Bisnis.com, JAKARTA - Penyidik Kejaksaan Agung (Kejagung) memprediksi nilai kerugian negara yang muncul akibat kasus korupsi PT Perum Perindo mencapai ratusan miliar.
Direktur Penyidikan Jaksa Agung Muda Pidana Khusus Kejagung Supardi mengemukakan bahwa angka ratusan miliar tersebut masih nilai dugaan kerugian negara sementara. Menurutnya, angka itu bisa naik maupun turun tergantung dari hitungan Badan Pemeriksa Keuangan (BPK) nanti.
"Nilai kerugian negaranya belum fix, tapi kira-kira angkanya ratusan miliar lah," tuturnya kepada Bisnis, Rabu (25/8/2021).

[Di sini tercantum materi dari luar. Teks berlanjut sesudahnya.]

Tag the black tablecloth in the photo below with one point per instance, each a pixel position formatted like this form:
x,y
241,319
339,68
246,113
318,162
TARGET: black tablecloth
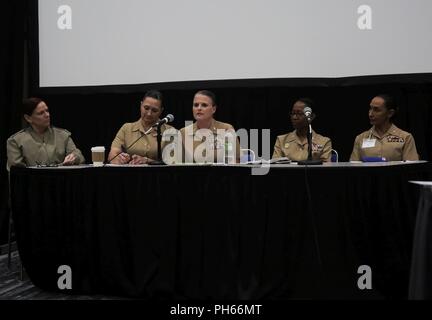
x,y
211,232
421,264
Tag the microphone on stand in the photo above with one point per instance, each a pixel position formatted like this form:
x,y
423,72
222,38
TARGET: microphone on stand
x,y
167,119
309,116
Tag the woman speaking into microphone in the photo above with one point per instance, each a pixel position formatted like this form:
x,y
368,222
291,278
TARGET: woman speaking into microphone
x,y
136,142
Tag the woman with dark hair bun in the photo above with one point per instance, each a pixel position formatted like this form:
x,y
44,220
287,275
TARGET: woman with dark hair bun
x,y
294,145
384,141
40,143
209,140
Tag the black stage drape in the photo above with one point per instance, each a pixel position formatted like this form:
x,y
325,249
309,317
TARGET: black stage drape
x,y
342,112
12,35
218,232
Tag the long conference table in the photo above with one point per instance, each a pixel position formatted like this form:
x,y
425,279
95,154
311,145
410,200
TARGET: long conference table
x,y
218,232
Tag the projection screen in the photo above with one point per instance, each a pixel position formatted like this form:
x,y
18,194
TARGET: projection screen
x,y
117,42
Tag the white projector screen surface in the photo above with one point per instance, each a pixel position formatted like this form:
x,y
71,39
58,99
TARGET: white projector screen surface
x,y
115,42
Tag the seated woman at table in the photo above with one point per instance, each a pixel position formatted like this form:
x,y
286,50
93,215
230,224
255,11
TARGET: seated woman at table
x,y
208,134
40,143
294,145
136,142
384,140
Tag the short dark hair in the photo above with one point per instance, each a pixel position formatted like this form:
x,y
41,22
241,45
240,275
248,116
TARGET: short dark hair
x,y
154,94
389,101
30,104
307,101
209,94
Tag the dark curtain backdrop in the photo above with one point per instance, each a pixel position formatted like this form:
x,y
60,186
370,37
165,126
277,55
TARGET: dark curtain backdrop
x,y
94,118
12,35
342,112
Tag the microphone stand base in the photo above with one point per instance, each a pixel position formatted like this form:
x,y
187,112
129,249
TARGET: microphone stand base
x,y
157,163
309,162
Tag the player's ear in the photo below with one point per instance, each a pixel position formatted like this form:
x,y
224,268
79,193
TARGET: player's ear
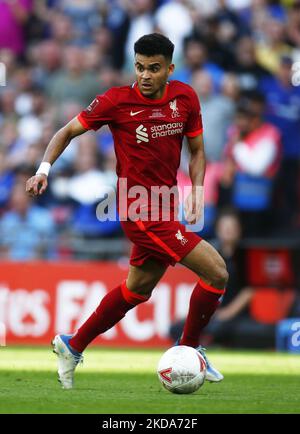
x,y
171,69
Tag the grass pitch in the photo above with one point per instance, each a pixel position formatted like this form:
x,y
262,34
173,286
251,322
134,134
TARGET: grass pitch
x,y
124,381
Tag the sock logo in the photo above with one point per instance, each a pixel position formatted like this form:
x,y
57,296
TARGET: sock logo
x,y
181,238
141,134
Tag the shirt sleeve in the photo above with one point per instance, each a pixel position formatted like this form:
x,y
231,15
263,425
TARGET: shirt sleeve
x,y
194,125
98,113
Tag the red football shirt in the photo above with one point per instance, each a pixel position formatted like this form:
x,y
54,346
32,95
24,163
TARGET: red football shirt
x,y
147,133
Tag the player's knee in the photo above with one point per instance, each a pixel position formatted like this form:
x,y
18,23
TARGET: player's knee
x,y
143,288
220,276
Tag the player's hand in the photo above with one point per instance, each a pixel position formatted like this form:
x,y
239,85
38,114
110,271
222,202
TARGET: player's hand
x,y
37,184
193,205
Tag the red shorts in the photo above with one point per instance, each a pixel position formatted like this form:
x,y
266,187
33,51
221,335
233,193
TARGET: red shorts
x,y
165,241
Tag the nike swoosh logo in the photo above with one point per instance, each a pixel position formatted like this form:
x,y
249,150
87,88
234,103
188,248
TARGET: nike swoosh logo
x,y
136,113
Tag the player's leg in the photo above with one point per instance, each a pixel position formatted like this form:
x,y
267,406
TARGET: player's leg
x,y
205,261
136,289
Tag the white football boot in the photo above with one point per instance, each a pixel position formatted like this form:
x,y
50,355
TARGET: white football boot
x,y
212,374
68,359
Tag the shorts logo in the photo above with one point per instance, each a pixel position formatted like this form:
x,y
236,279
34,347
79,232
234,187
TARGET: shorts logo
x,y
181,238
93,105
141,134
173,107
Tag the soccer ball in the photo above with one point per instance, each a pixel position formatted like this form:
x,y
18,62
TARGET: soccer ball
x,y
181,369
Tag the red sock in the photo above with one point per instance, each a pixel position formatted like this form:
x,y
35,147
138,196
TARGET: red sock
x,y
111,310
203,303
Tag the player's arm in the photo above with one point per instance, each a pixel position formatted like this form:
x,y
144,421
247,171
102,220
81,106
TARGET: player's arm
x,y
193,203
37,184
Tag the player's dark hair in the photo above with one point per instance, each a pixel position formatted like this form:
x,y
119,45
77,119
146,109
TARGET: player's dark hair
x,y
154,44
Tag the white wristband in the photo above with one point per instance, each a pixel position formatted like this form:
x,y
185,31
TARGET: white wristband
x,y
44,168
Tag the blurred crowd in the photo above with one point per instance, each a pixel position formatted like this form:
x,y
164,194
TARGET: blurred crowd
x,y
241,57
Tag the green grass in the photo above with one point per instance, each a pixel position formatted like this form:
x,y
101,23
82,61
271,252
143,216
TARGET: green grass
x,y
123,381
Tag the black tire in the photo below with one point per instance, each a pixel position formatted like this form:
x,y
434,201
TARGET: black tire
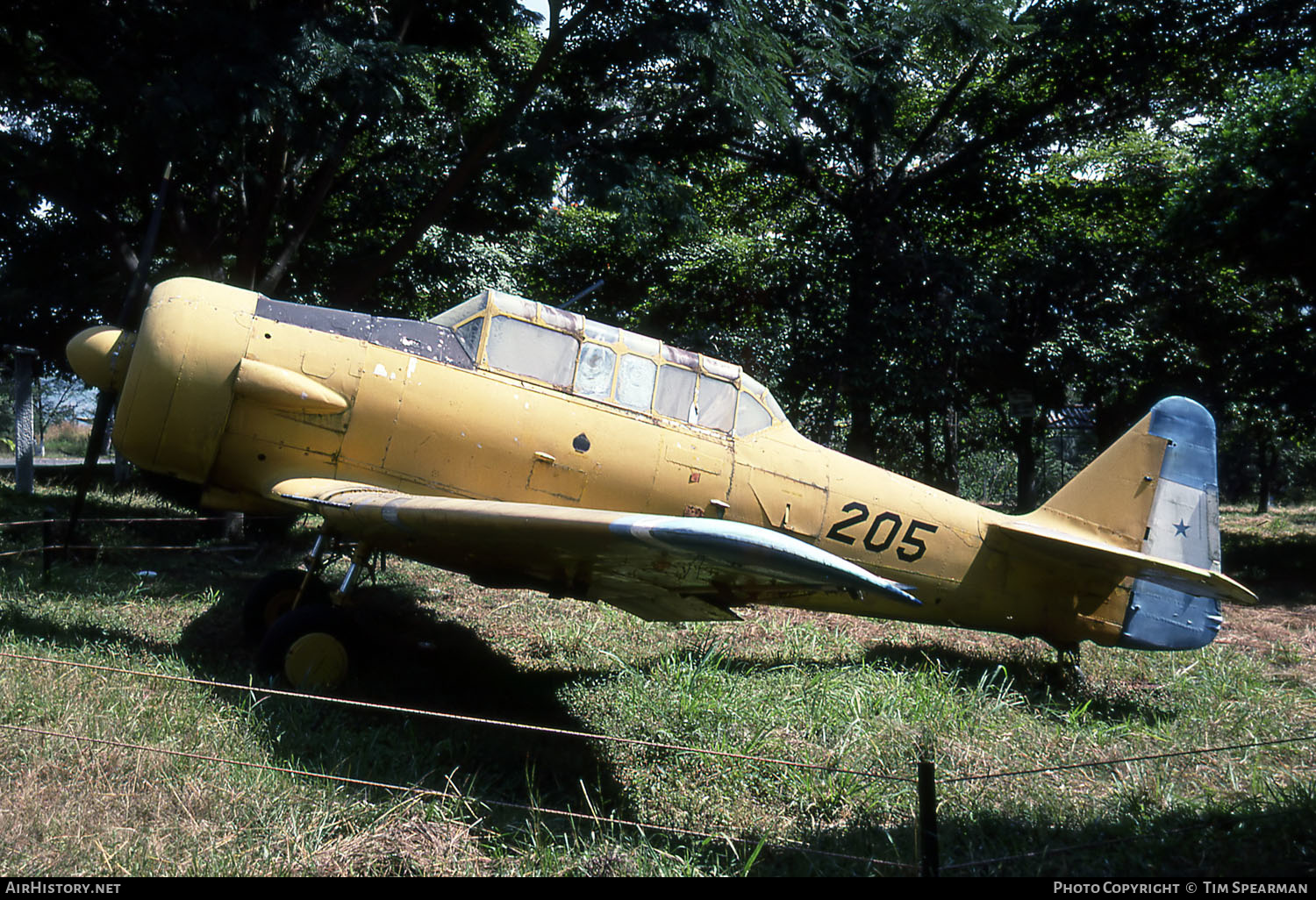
x,y
311,646
273,596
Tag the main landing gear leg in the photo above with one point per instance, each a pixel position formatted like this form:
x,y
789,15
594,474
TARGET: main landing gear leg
x,y
312,645
286,589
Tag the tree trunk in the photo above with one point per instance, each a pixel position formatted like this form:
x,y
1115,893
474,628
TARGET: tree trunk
x,y
1026,454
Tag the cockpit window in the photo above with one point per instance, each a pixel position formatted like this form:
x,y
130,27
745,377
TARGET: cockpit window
x,y
636,382
594,373
676,394
468,336
462,311
532,350
610,365
716,403
750,416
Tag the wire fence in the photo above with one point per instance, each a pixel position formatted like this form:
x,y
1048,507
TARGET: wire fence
x,y
923,782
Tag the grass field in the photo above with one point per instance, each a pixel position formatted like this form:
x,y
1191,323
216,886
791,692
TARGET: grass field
x,y
850,703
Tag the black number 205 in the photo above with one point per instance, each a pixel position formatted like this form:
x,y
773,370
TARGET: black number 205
x,y
882,532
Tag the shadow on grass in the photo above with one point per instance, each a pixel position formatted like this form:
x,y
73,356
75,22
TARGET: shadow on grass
x,y
404,657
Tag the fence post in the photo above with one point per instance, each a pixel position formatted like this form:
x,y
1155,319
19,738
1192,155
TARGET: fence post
x,y
23,418
928,854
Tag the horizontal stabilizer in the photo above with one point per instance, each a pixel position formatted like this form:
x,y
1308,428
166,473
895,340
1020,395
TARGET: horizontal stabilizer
x,y
658,568
1068,549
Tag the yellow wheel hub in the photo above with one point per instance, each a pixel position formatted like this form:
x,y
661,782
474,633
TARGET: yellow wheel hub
x,y
316,661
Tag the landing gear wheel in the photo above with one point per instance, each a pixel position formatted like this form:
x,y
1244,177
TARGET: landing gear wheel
x,y
273,597
310,646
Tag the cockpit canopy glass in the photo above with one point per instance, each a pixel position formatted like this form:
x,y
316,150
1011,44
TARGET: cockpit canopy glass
x,y
602,362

Supardi menjelaskan pihaknya telah berkoordinasi dengan BPK selama proses penyidikan PT Perum Perindo berjalan di Gedung Bundar Kejagung.
Koordinasi dengan BPK itu, kata Supardi, dilakukan untuk mendapatkan nilai pasti kerugian negara yang muncul akibat perkara dugaan tindak pidana korupsi PT Perum Perindo. "Koordinasi masih berjalan sampai saat ini," kata Supardi.

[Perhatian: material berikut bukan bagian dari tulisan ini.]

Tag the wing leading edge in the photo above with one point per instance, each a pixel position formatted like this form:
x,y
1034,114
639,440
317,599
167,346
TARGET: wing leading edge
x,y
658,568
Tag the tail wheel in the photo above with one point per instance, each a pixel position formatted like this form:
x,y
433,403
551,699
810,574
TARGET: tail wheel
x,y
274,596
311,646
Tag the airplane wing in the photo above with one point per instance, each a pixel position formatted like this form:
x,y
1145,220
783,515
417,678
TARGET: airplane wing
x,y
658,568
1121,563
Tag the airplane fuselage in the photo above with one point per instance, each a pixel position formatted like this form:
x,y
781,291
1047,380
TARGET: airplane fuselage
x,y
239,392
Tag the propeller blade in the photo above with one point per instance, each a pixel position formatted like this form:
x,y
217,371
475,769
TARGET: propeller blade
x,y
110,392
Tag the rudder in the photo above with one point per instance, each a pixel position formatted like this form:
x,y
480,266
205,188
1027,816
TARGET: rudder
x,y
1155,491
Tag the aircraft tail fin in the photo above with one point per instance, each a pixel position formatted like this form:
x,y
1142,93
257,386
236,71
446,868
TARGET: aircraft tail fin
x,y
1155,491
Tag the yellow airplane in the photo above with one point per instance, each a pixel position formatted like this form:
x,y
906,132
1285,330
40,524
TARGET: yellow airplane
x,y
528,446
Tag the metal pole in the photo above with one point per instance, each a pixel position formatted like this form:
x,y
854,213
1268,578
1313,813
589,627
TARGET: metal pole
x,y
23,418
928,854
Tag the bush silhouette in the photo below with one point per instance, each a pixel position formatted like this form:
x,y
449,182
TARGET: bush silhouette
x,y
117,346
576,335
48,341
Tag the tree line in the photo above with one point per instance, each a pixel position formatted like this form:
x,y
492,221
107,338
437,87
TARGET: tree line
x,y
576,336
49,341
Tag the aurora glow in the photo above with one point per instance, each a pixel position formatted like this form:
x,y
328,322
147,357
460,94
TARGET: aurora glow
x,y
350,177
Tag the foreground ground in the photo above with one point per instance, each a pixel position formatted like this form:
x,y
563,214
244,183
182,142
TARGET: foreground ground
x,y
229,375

Sebelumnya, Kejagung menaikan perkara dugaan tindak pidana korupsi pengelolaan keuangan dan usaha PT Perum Perindo ke penyidikan, kendati tidak diikuti dengan penetapan tersangka.
Baca Juga
Perkara dugaan tindak pidana korupsi itu terjadi tahun 2017, ketika Perum Perindo menerbitkan Medium Tern Notes (MTN) atau hutang jangka menengah. MTN tersebut adalah salah satu upaya untuk mendapatkan dana dengan cara menjual prospek.
Adapun prospek yang dijual Perum Perindo dalam hal penangkapan ikan, selanjutnya Perum Perindo mendapatkan dana MTN itu Rp200 miliar.
Pencairan dana MTN itu, terbagi jadi dua pencairan yaitu pada bulan Agustus 2017 telah cair Rp100 miliar dengan return 9 persen dibayar per triwulan dan jangka waktu 3 tahun yang jatuh pada bulan Agustus 2020.
Pencairan kedua pada Desember 2017 sebesar Rp100 miliar dengan return 9,5 persen dibayar per triwulan, jangka waktu 3 tahun yang jatuh tempo bulan Desember 2020.
Perum Perindo memakai sebagian besar dananya untuk modal kerja perdagangan.
Kemudian, pendapatan Perum Perindo mengalami peningkatan sebesar Rp223 miliar pada tahun 2016, selanjutnya pada tahun 2017 meningkat lagi menjadi Rp603 miliar serta pada tahun 2018 mencapai Rp1 triliun.
Pencapaian dilakukan dengan melibatkan semua unit usaha untuk melakukan perdagangan sehingga menimbulkan permasalahan kontrol transaksi perdagangan menjadi lemah, di mana masih terjadi transaksi walau mitra terindikasi macet.